Can I tick 'Discharged/Transferred to other hospital' for Mode of Episode End, if a person’s rehabilitation episode ends because they become medically unwell and they are transferred to another hospital?

Select 04 - Discharged/Transferred to Another Hospital for Mode of Episode End if a person is transferred to another hospital. Other changes of care type options are for patients that remain at the same hospital. For example, if a person becomes medically unwell, and their care type is changed to acute and they transferred to a different ward in the same hospital, select 05 for care type change and Transferred to a Different Ward.

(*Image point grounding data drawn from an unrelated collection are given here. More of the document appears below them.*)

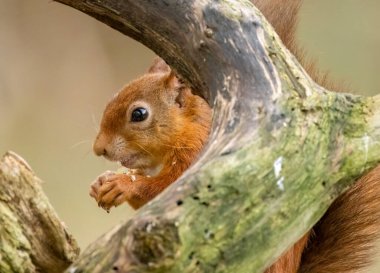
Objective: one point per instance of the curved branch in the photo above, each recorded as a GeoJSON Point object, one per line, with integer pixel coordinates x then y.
{"type": "Point", "coordinates": [281, 149]}
{"type": "Point", "coordinates": [32, 238]}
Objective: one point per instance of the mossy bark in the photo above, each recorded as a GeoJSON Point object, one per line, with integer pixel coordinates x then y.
{"type": "Point", "coordinates": [281, 148]}
{"type": "Point", "coordinates": [32, 238]}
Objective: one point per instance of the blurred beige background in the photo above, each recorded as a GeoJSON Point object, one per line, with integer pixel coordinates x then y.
{"type": "Point", "coordinates": [59, 67]}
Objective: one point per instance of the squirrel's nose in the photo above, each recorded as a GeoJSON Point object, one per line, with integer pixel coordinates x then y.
{"type": "Point", "coordinates": [100, 144]}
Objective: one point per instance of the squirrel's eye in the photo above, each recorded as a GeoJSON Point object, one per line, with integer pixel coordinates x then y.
{"type": "Point", "coordinates": [139, 114]}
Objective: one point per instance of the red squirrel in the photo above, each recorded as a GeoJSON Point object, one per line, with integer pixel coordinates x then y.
{"type": "Point", "coordinates": [156, 126]}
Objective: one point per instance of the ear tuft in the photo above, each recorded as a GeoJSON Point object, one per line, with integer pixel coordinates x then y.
{"type": "Point", "coordinates": [172, 81]}
{"type": "Point", "coordinates": [159, 66]}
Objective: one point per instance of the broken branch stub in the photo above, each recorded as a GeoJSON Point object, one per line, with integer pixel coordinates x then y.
{"type": "Point", "coordinates": [281, 147]}
{"type": "Point", "coordinates": [32, 238]}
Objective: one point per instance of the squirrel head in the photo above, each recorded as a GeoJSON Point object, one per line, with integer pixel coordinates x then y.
{"type": "Point", "coordinates": [142, 124]}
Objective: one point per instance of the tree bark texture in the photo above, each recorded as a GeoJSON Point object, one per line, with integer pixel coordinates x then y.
{"type": "Point", "coordinates": [32, 238]}
{"type": "Point", "coordinates": [281, 147]}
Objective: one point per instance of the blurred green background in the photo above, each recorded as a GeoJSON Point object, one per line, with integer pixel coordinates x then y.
{"type": "Point", "coordinates": [59, 67]}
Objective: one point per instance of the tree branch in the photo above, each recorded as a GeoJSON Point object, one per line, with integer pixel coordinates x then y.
{"type": "Point", "coordinates": [32, 238]}
{"type": "Point", "coordinates": [281, 149]}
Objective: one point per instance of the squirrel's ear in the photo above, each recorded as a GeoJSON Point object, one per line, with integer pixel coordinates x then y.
{"type": "Point", "coordinates": [174, 83]}
{"type": "Point", "coordinates": [159, 66]}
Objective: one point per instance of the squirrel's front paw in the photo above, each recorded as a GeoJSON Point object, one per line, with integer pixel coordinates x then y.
{"type": "Point", "coordinates": [110, 189]}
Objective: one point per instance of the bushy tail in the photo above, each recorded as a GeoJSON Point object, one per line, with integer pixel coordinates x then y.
{"type": "Point", "coordinates": [344, 239]}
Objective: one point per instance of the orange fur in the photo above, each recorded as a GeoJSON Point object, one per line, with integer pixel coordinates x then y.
{"type": "Point", "coordinates": [343, 241]}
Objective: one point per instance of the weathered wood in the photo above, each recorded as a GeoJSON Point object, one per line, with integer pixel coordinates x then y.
{"type": "Point", "coordinates": [32, 238]}
{"type": "Point", "coordinates": [281, 149]}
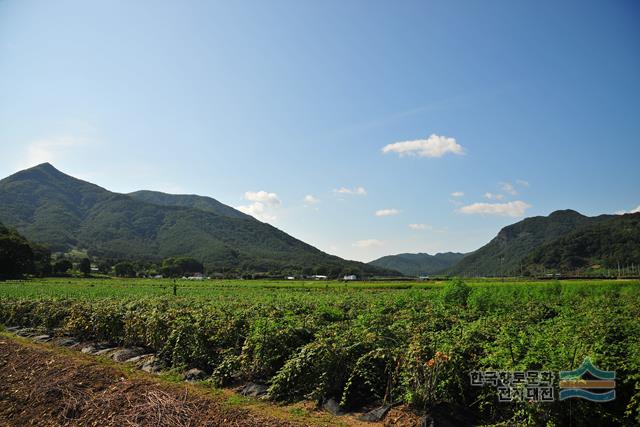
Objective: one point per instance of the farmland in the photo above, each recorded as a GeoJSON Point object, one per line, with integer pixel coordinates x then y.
{"type": "Point", "coordinates": [362, 343]}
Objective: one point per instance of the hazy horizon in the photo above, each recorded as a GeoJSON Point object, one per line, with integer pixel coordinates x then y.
{"type": "Point", "coordinates": [363, 128]}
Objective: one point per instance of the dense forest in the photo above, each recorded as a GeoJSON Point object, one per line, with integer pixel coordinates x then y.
{"type": "Point", "coordinates": [68, 214]}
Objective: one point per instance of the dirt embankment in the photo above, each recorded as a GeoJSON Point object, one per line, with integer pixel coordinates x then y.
{"type": "Point", "coordinates": [42, 387]}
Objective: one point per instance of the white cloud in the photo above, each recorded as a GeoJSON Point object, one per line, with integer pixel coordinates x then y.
{"type": "Point", "coordinates": [258, 211]}
{"type": "Point", "coordinates": [635, 210]}
{"type": "Point", "coordinates": [50, 149]}
{"type": "Point", "coordinates": [420, 226]}
{"type": "Point", "coordinates": [263, 207]}
{"type": "Point", "coordinates": [262, 197]}
{"type": "Point", "coordinates": [434, 146]}
{"type": "Point", "coordinates": [310, 199]}
{"type": "Point", "coordinates": [508, 188]}
{"type": "Point", "coordinates": [512, 209]}
{"type": "Point", "coordinates": [358, 191]}
{"type": "Point", "coordinates": [387, 212]}
{"type": "Point", "coordinates": [492, 196]}
{"type": "Point", "coordinates": [367, 243]}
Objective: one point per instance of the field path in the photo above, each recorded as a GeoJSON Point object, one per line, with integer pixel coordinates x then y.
{"type": "Point", "coordinates": [46, 386]}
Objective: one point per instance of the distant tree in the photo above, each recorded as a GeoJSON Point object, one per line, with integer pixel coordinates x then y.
{"type": "Point", "coordinates": [125, 269]}
{"type": "Point", "coordinates": [16, 256]}
{"type": "Point", "coordinates": [62, 266]}
{"type": "Point", "coordinates": [41, 260]}
{"type": "Point", "coordinates": [179, 266]}
{"type": "Point", "coordinates": [85, 266]}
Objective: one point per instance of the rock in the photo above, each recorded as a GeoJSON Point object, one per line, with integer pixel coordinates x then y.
{"type": "Point", "coordinates": [376, 414]}
{"type": "Point", "coordinates": [446, 414]}
{"type": "Point", "coordinates": [90, 349]}
{"type": "Point", "coordinates": [332, 406]}
{"type": "Point", "coordinates": [66, 342]}
{"type": "Point", "coordinates": [26, 332]}
{"type": "Point", "coordinates": [254, 390]}
{"type": "Point", "coordinates": [105, 351]}
{"type": "Point", "coordinates": [137, 359]}
{"type": "Point", "coordinates": [195, 374]}
{"type": "Point", "coordinates": [126, 354]}
{"type": "Point", "coordinates": [151, 366]}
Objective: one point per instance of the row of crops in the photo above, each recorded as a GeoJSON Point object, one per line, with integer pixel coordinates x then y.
{"type": "Point", "coordinates": [366, 345]}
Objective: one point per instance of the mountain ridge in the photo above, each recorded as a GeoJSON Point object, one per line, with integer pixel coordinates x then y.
{"type": "Point", "coordinates": [63, 212]}
{"type": "Point", "coordinates": [418, 264]}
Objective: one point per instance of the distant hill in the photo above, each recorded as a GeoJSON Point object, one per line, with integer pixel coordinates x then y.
{"type": "Point", "coordinates": [540, 240]}
{"type": "Point", "coordinates": [418, 264]}
{"type": "Point", "coordinates": [188, 200]}
{"type": "Point", "coordinates": [64, 213]}
{"type": "Point", "coordinates": [611, 242]}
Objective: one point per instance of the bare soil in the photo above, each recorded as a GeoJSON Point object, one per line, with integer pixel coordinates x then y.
{"type": "Point", "coordinates": [45, 385]}
{"type": "Point", "coordinates": [42, 387]}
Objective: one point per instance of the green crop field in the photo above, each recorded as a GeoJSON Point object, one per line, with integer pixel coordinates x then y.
{"type": "Point", "coordinates": [363, 343]}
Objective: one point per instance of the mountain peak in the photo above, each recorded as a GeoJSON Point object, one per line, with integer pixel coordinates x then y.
{"type": "Point", "coordinates": [565, 213]}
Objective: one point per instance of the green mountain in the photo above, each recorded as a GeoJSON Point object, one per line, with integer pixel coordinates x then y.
{"type": "Point", "coordinates": [418, 264]}
{"type": "Point", "coordinates": [519, 247]}
{"type": "Point", "coordinates": [188, 200]}
{"type": "Point", "coordinates": [609, 243]}
{"type": "Point", "coordinates": [65, 213]}
{"type": "Point", "coordinates": [18, 256]}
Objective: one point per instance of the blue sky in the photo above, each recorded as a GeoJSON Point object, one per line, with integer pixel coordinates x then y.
{"type": "Point", "coordinates": [489, 111]}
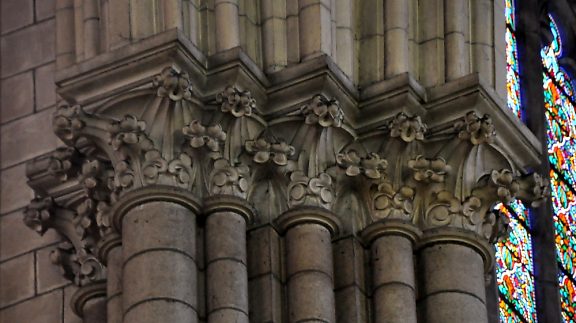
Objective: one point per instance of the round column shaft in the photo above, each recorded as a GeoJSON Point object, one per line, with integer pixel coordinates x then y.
{"type": "Point", "coordinates": [89, 302]}
{"type": "Point", "coordinates": [309, 264]}
{"type": "Point", "coordinates": [393, 277]}
{"type": "Point", "coordinates": [110, 250]}
{"type": "Point", "coordinates": [160, 272]}
{"type": "Point", "coordinates": [226, 266]}
{"type": "Point", "coordinates": [114, 285]}
{"type": "Point", "coordinates": [453, 282]}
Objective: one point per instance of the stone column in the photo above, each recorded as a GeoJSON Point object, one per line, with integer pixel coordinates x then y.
{"type": "Point", "coordinates": [111, 251]}
{"type": "Point", "coordinates": [91, 28]}
{"type": "Point", "coordinates": [452, 265]}
{"type": "Point", "coordinates": [309, 264]}
{"type": "Point", "coordinates": [65, 51]}
{"type": "Point", "coordinates": [89, 302]}
{"type": "Point", "coordinates": [160, 269]}
{"type": "Point", "coordinates": [227, 273]}
{"type": "Point", "coordinates": [227, 24]}
{"type": "Point", "coordinates": [456, 26]}
{"type": "Point", "coordinates": [393, 281]}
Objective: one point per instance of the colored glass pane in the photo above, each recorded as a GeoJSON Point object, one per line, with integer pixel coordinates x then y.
{"type": "Point", "coordinates": [514, 272]}
{"type": "Point", "coordinates": [514, 267]}
{"type": "Point", "coordinates": [561, 121]}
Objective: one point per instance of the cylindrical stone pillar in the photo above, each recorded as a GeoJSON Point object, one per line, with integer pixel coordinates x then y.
{"type": "Point", "coordinates": [159, 259]}
{"type": "Point", "coordinates": [452, 265]}
{"type": "Point", "coordinates": [393, 277]}
{"type": "Point", "coordinates": [65, 47]}
{"type": "Point", "coordinates": [456, 26]}
{"type": "Point", "coordinates": [309, 264]}
{"type": "Point", "coordinates": [226, 265]}
{"type": "Point", "coordinates": [91, 28]}
{"type": "Point", "coordinates": [89, 302]}
{"type": "Point", "coordinates": [227, 24]}
{"type": "Point", "coordinates": [397, 19]}
{"type": "Point", "coordinates": [110, 250]}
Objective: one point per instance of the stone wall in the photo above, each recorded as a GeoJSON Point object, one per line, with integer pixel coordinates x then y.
{"type": "Point", "coordinates": [31, 288]}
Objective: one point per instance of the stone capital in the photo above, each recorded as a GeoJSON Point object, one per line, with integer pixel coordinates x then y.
{"type": "Point", "coordinates": [85, 294]}
{"type": "Point", "coordinates": [228, 203]}
{"type": "Point", "coordinates": [390, 227]}
{"type": "Point", "coordinates": [308, 215]}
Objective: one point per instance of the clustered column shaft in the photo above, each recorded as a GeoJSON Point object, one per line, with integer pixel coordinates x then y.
{"type": "Point", "coordinates": [452, 275]}
{"type": "Point", "coordinates": [160, 271]}
{"type": "Point", "coordinates": [309, 264]}
{"type": "Point", "coordinates": [227, 273]}
{"type": "Point", "coordinates": [393, 277]}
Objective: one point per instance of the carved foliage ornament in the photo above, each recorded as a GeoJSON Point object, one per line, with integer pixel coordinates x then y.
{"type": "Point", "coordinates": [323, 111]}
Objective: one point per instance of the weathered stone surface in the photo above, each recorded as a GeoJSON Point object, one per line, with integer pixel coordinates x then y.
{"type": "Point", "coordinates": [265, 299]}
{"type": "Point", "coordinates": [264, 252]}
{"type": "Point", "coordinates": [48, 276]}
{"type": "Point", "coordinates": [45, 9]}
{"type": "Point", "coordinates": [46, 308]}
{"type": "Point", "coordinates": [69, 315]}
{"type": "Point", "coordinates": [17, 277]}
{"type": "Point", "coordinates": [17, 96]}
{"type": "Point", "coordinates": [28, 48]}
{"type": "Point", "coordinates": [16, 238]}
{"type": "Point", "coordinates": [44, 87]}
{"type": "Point", "coordinates": [309, 248]}
{"type": "Point", "coordinates": [15, 193]}
{"type": "Point", "coordinates": [26, 138]}
{"type": "Point", "coordinates": [16, 14]}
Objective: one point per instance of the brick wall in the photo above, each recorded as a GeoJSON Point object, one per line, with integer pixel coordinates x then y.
{"type": "Point", "coordinates": [31, 288]}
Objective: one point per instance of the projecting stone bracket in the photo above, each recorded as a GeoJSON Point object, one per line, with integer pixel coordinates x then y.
{"type": "Point", "coordinates": [167, 143]}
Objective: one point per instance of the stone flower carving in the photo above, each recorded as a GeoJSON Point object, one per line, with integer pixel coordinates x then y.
{"type": "Point", "coordinates": [315, 191]}
{"type": "Point", "coordinates": [200, 136]}
{"type": "Point", "coordinates": [533, 188]}
{"type": "Point", "coordinates": [129, 131]}
{"type": "Point", "coordinates": [429, 170]}
{"type": "Point", "coordinates": [226, 179]}
{"type": "Point", "coordinates": [392, 204]}
{"type": "Point", "coordinates": [66, 122]}
{"type": "Point", "coordinates": [264, 151]}
{"type": "Point", "coordinates": [407, 128]}
{"type": "Point", "coordinates": [78, 266]}
{"type": "Point", "coordinates": [153, 166]}
{"type": "Point", "coordinates": [123, 175]}
{"type": "Point", "coordinates": [507, 185]}
{"type": "Point", "coordinates": [173, 84]}
{"type": "Point", "coordinates": [38, 214]}
{"type": "Point", "coordinates": [61, 163]}
{"type": "Point", "coordinates": [323, 111]}
{"type": "Point", "coordinates": [446, 210]}
{"type": "Point", "coordinates": [478, 130]}
{"type": "Point", "coordinates": [371, 166]}
{"type": "Point", "coordinates": [181, 168]}
{"type": "Point", "coordinates": [238, 103]}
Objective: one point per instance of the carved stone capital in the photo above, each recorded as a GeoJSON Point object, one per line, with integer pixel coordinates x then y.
{"type": "Point", "coordinates": [408, 128]}
{"type": "Point", "coordinates": [304, 215]}
{"type": "Point", "coordinates": [85, 294]}
{"type": "Point", "coordinates": [390, 227]}
{"type": "Point", "coordinates": [174, 84]}
{"type": "Point", "coordinates": [236, 102]}
{"type": "Point", "coordinates": [228, 203]}
{"type": "Point", "coordinates": [305, 191]}
{"type": "Point", "coordinates": [323, 111]}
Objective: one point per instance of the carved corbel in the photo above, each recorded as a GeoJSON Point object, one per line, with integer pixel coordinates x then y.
{"type": "Point", "coordinates": [174, 84]}
{"type": "Point", "coordinates": [75, 255]}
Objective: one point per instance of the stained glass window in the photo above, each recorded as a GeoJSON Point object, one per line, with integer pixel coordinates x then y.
{"type": "Point", "coordinates": [512, 70]}
{"type": "Point", "coordinates": [514, 265]}
{"type": "Point", "coordinates": [559, 101]}
{"type": "Point", "coordinates": [514, 262]}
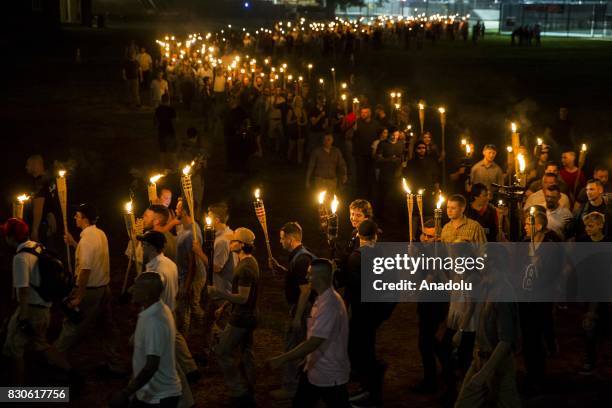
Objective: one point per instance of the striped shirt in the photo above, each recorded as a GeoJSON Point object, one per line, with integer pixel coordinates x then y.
{"type": "Point", "coordinates": [467, 231]}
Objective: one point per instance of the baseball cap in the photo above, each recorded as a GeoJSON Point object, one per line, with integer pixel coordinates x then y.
{"type": "Point", "coordinates": [155, 238]}
{"type": "Point", "coordinates": [243, 235]}
{"type": "Point", "coordinates": [16, 228]}
{"type": "Point", "coordinates": [89, 211]}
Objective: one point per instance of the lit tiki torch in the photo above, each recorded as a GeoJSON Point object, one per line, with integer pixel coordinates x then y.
{"type": "Point", "coordinates": [152, 188]}
{"type": "Point", "coordinates": [260, 212]}
{"type": "Point", "coordinates": [532, 229]}
{"type": "Point", "coordinates": [581, 161]}
{"type": "Point", "coordinates": [521, 175]}
{"type": "Point", "coordinates": [332, 226]}
{"type": "Point", "coordinates": [209, 248]}
{"type": "Point", "coordinates": [188, 192]}
{"type": "Point", "coordinates": [422, 116]}
{"type": "Point", "coordinates": [62, 193]}
{"type": "Point", "coordinates": [442, 112]}
{"type": "Point", "coordinates": [18, 206]}
{"type": "Point", "coordinates": [420, 206]}
{"type": "Point", "coordinates": [130, 227]}
{"type": "Point", "coordinates": [323, 213]}
{"type": "Point", "coordinates": [438, 216]}
{"type": "Point", "coordinates": [410, 204]}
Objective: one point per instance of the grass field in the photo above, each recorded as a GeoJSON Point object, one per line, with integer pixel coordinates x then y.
{"type": "Point", "coordinates": [75, 111]}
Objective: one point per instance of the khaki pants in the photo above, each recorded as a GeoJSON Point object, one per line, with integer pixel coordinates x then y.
{"type": "Point", "coordinates": [499, 391]}
{"type": "Point", "coordinates": [96, 306]}
{"type": "Point", "coordinates": [17, 342]}
{"type": "Point", "coordinates": [235, 357]}
{"type": "Point", "coordinates": [133, 92]}
{"type": "Point", "coordinates": [189, 308]}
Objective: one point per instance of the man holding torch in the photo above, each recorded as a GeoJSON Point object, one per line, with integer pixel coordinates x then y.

Where does the benchmark LOS and FIM change come from? Are they listed in the Benchmark report?

AROC LOS and FIM Change Benchmarks are published on the AROC website. They are derived six monthly using the latest 12 months of data submitted to AROC. Each benchmark figure is the average of the values for the relevant episodes.


What is the AROC resource tool that has a recommended LOS attached to the impairment code?

It is called the AROC Benchmarking Calculator and is located on the AROC website under Tools and Resources.

Please note that this tool should be re-downloaded following the bi-annual release of the AROC Reports to ensure the most current version is being used. To use the tool, fill in the white boxes on the left and FIM scores then click enter to obtain the AN-SNAP Class and benchmark LOS and FIM Change.